# Ladies 32" Navy Hunt Coat



## lisa-tredellans (9 January 2015)

If it even exists?!
Looking for a ladies navy hunt coat in a 32", please message me if you know of anything or can suggest anything!
Thanks 
Lisa


----------



## LittleRooketRider (9 January 2015)

Get in line! 

 there are a fare few on ebay. I won a gorgous second hand foxley on theere supposed size 6-8, now I'm a size 6 and smaller but this is tiny, just make sure you ask for all the measurements.


----------



## lisa-tredellans (12 January 2015)

Haha I figured! I did find one online just before Christmas but it sold before I even had the chance to get my card out!!
Will just have to keep my eye out then I guess, fingers crossed... Getting real bored of not having a jacket to go out in! 

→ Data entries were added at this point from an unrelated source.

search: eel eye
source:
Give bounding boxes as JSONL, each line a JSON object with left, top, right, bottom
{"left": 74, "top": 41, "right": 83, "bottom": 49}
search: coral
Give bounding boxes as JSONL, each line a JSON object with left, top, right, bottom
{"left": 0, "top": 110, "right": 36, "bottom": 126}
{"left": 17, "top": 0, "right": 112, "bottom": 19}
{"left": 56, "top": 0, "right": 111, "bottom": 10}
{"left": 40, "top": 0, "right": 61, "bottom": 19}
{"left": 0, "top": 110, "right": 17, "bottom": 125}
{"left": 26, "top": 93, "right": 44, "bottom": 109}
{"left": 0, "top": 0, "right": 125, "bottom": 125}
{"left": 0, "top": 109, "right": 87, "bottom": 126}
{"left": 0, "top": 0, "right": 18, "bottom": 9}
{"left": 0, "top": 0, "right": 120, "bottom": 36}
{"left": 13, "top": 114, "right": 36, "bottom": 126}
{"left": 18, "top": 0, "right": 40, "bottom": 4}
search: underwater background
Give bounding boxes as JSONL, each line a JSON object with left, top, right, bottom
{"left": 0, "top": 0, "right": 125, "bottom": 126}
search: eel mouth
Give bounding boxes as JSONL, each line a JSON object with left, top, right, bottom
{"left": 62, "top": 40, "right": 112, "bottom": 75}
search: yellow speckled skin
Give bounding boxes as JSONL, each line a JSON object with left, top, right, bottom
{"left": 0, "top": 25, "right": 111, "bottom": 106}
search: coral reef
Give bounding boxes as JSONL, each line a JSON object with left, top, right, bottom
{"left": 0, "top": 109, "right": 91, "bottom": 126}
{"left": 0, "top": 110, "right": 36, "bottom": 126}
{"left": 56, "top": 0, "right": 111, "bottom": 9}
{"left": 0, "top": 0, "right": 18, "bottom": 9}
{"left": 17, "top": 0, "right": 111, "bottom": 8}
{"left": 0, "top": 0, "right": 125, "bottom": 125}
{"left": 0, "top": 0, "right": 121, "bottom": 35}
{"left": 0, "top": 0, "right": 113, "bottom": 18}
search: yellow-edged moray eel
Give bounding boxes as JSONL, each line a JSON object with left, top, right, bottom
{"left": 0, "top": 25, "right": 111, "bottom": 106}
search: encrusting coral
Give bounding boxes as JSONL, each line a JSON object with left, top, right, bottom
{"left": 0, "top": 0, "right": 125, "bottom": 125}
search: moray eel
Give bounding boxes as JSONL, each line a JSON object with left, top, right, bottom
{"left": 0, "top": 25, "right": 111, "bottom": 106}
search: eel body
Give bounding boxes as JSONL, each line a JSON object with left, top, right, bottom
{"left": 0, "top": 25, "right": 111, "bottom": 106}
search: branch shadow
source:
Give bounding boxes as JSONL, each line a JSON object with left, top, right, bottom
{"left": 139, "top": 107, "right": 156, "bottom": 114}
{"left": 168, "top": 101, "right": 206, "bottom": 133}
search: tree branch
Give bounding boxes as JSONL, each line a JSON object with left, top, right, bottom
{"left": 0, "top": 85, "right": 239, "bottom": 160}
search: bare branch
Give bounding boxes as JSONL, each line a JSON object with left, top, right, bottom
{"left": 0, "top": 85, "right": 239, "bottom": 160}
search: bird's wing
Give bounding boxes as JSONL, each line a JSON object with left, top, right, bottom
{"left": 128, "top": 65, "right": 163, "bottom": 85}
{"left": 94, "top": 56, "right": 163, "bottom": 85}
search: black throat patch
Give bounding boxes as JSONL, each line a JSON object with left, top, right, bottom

Thanks for the tip, I will do


----------



## LittleRooketRider (13 January 2015)

I can sympathise...I'm having to ride in my tweed still and as I'm riding a pony for somebody I am being treated like a 12 year old ...no port for me  

Now  it would seem all of the reasonably priced ones in my size are sold out. Grrr!


----------



## Poo Picker (13 January 2015)

PM me I may just have what you are looking for!


----------



## JDH01 (13 January 2015)

I have been really pleased with my Equitec navy hunt coat, modern features with traditional styling and reasonably priced.


----------



## GinaGeo (14 January 2015)

There aren't many about! Ended up buying a 32" Shires Marlborough, it's nice and warm and good quality for the price. Once I've got my waistcoat on and some thermals it fits well!


----------



## JenHunt (15 January 2015)

I'd second the shires hunt coats, excellent value, and toasty warm (i genuinely haven't worn thermals with mine in the last 4 years!).


----------



## alsxx (15 January 2015)

Do you want to send me the rough measurements you'd be looking for - I may sell mine (its a second hand harry hall ifirc) since horse is lame and I'll be unlikely to use it next year too...


----------



## lisa-tredellans (6 February 2015)

Hi alsxx, I'm not sure exactly what my measurements are and not at home at the mo, does yours have a size in it? Do you have pictures? X


----------